Body weights and body weight gain of experimental animals remained in the same range as controls over the study period. The body weight loss noted for several animals across the dose groups was considered not toxicologically significant since the changes were slight in nature and no concentration-related incidence was apparent.

Toxicity and mortality:

No mortality occurred and no symptoms of systemic toxicity were observed in the animals of the main study. Macroscopy of the auricular lymph nodes and surrounding area: Both auricular lymph nodes of all animals at 0.5, 1.0 and 2.5% appeared larger in size when compared to the control group. The largest auricular lymph nodes were found at 2.5%. No macroscopic abnormalities of the surrounding area were noted in any of the animals.
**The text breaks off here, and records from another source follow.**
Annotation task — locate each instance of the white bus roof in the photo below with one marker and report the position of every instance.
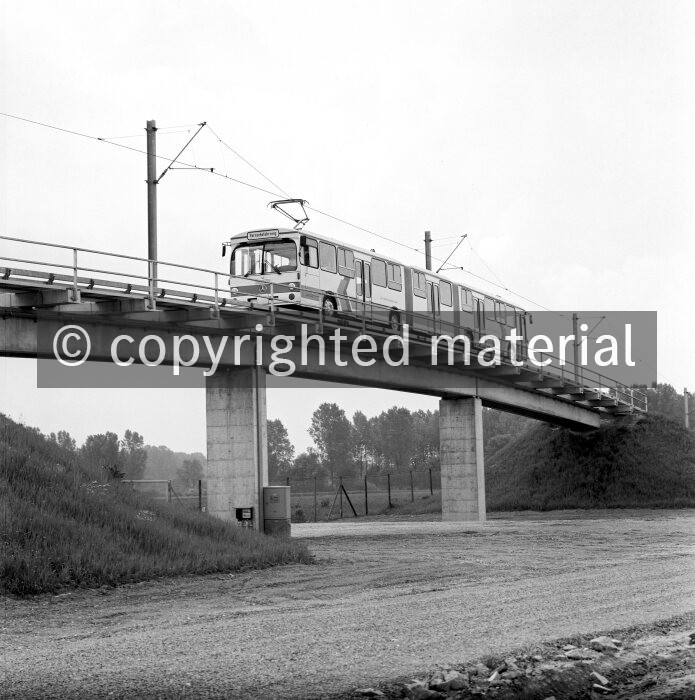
(320, 236)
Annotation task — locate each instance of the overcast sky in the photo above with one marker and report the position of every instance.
(557, 135)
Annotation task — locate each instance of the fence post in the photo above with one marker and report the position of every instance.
(366, 498)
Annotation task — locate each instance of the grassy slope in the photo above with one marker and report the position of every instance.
(650, 463)
(63, 527)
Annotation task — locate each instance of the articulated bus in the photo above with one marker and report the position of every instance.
(311, 270)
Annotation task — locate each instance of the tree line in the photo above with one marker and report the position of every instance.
(394, 440)
(129, 458)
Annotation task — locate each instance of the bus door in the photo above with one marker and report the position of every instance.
(433, 310)
(309, 265)
(479, 319)
(363, 289)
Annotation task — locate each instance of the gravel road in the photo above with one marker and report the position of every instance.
(385, 599)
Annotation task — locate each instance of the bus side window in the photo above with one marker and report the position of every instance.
(419, 284)
(346, 262)
(378, 272)
(327, 257)
(309, 253)
(394, 276)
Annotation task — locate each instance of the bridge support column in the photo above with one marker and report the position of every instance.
(237, 441)
(462, 460)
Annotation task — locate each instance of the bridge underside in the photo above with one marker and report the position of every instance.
(235, 394)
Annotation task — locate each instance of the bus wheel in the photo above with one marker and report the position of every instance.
(394, 321)
(329, 307)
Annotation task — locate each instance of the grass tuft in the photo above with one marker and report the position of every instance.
(66, 526)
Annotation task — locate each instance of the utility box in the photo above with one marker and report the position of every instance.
(276, 510)
(244, 517)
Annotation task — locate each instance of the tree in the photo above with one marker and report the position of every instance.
(362, 441)
(102, 450)
(65, 440)
(190, 473)
(331, 432)
(280, 451)
(308, 465)
(393, 430)
(426, 439)
(133, 454)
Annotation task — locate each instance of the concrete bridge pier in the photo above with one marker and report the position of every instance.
(237, 442)
(462, 460)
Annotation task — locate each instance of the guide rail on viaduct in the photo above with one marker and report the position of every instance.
(48, 285)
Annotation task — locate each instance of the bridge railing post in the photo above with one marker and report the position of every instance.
(151, 282)
(74, 271)
(217, 297)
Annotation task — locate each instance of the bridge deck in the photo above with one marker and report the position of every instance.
(203, 305)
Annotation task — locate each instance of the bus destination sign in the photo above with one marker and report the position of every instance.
(255, 235)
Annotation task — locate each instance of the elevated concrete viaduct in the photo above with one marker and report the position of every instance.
(32, 310)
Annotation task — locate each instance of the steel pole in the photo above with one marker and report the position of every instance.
(428, 250)
(152, 200)
(575, 332)
(687, 409)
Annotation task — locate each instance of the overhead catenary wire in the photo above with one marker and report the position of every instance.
(333, 217)
(260, 189)
(251, 165)
(138, 150)
(499, 284)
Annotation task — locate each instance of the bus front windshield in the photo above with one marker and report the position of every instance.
(265, 257)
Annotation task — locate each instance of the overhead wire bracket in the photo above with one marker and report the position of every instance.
(465, 235)
(278, 205)
(166, 170)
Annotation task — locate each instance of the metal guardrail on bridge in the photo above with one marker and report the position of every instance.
(186, 285)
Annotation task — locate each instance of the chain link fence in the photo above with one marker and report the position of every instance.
(162, 490)
(314, 500)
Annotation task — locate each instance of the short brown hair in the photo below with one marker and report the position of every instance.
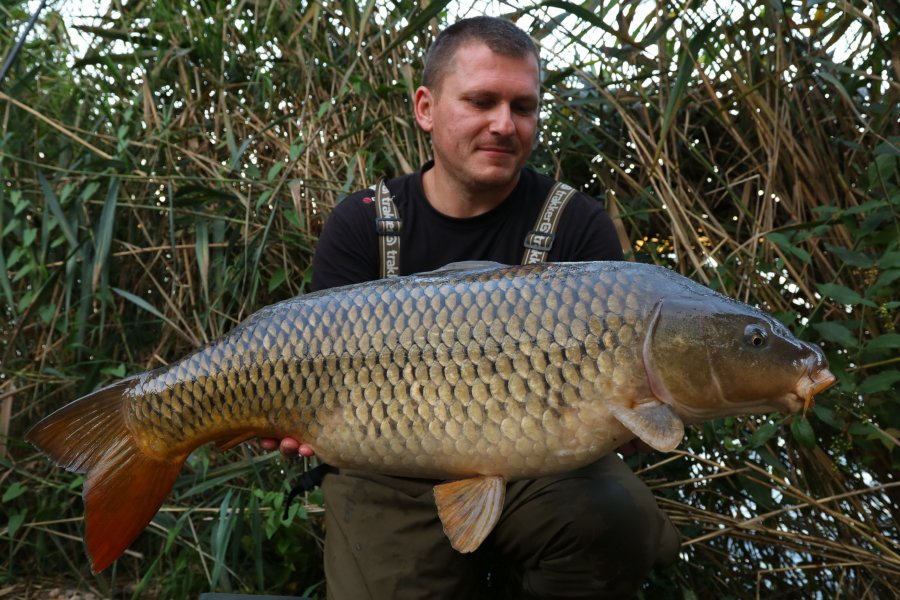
(501, 36)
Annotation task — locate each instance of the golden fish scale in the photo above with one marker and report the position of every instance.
(433, 376)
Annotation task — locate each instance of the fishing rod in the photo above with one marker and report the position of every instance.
(8, 63)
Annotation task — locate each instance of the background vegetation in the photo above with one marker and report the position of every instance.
(168, 176)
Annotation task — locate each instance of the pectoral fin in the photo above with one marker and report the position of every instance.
(656, 424)
(469, 509)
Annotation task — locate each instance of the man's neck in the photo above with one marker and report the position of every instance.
(453, 199)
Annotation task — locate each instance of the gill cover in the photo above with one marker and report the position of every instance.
(708, 356)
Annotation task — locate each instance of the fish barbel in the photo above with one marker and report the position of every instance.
(476, 373)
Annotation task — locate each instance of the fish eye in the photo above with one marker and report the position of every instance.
(755, 336)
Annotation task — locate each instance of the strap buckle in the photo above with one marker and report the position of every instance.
(388, 225)
(539, 241)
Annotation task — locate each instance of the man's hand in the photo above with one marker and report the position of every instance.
(290, 447)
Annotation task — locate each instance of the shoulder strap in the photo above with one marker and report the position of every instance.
(539, 240)
(387, 225)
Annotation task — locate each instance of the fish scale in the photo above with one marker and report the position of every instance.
(478, 374)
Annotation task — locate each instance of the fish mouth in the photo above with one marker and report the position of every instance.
(811, 384)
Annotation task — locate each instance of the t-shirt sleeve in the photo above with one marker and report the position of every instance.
(587, 232)
(347, 251)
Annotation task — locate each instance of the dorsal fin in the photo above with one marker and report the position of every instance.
(464, 266)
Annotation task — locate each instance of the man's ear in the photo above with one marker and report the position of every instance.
(424, 103)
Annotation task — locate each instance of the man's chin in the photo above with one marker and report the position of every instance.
(495, 176)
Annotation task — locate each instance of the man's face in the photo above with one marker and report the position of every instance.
(483, 116)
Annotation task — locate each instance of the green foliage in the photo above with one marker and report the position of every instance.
(164, 182)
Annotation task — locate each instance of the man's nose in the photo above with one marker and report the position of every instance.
(501, 120)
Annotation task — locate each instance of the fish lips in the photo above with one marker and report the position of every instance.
(817, 378)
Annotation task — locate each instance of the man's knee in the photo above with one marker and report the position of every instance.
(604, 534)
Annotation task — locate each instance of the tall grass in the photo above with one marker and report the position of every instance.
(170, 179)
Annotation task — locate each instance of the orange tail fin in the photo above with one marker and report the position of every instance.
(124, 486)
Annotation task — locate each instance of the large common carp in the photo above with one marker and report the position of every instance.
(476, 373)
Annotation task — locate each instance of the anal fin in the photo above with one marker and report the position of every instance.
(656, 424)
(239, 439)
(469, 509)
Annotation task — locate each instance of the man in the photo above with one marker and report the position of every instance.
(593, 533)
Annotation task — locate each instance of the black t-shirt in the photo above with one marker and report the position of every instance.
(348, 250)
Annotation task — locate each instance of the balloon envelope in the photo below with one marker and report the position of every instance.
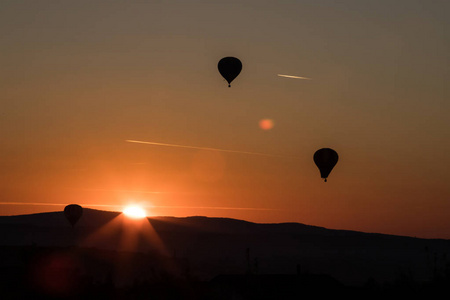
(229, 68)
(325, 160)
(73, 213)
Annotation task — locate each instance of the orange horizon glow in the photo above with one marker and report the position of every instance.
(135, 212)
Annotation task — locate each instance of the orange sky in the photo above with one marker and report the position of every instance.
(80, 78)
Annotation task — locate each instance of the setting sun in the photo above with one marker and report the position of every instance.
(135, 212)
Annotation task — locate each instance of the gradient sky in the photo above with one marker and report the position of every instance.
(79, 78)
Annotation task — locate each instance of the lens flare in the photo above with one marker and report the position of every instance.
(266, 124)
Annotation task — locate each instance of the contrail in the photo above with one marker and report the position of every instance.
(295, 77)
(205, 148)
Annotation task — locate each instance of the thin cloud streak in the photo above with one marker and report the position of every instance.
(205, 148)
(295, 77)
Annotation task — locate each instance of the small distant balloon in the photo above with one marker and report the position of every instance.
(229, 68)
(73, 213)
(325, 159)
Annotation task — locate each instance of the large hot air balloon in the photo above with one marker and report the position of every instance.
(229, 68)
(325, 160)
(73, 213)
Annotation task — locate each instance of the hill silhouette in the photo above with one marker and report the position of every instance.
(219, 249)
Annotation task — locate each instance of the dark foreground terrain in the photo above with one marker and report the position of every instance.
(108, 257)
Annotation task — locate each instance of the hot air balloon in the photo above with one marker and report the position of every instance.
(73, 213)
(325, 160)
(229, 68)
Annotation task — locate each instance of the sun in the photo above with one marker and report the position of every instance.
(134, 212)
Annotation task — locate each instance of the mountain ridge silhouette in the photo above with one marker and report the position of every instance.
(215, 246)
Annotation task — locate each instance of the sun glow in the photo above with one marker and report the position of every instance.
(134, 212)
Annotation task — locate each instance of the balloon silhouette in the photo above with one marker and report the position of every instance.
(229, 68)
(73, 213)
(325, 160)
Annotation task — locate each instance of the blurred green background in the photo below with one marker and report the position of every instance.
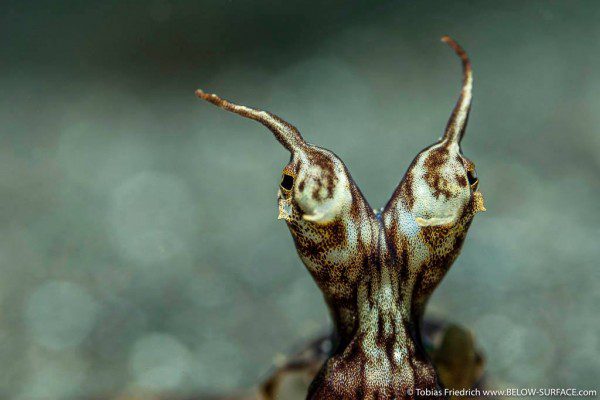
(140, 249)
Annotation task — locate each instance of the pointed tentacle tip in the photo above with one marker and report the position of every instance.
(456, 47)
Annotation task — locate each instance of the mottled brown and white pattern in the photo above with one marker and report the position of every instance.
(376, 270)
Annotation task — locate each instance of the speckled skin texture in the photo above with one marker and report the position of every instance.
(376, 269)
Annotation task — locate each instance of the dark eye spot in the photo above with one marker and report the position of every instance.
(472, 177)
(287, 182)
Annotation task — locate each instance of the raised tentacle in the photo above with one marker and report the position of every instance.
(286, 133)
(457, 124)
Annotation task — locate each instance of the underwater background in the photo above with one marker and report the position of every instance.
(140, 250)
Applicant's summary and conclusion

Interpretation of results:

sensitising

Remarks:

Migrated information Criteria used for interpretation of results: EU

Conclusions:

The SI values calculated for the substance concentrations 0.5, 1.0 and 2.5% were 3.2, 8.6 and 14.8 respectively.
These results indicate that the test substance could elicit an SI ≥ 3. The data showed a dose-response and an EC3 value (the estimated test substance concentration that will give a SI =3) was established to be between 0 and 0.5%
The six-month reliability check with Alpha-hexylcinnamicaldehyde indicates that the Local Lymph Node Assay as performed at NOTOX is an appropriate model for testing for contact hypersensitivity.

Based on these results, the test substance is considered to be skin sensitizer.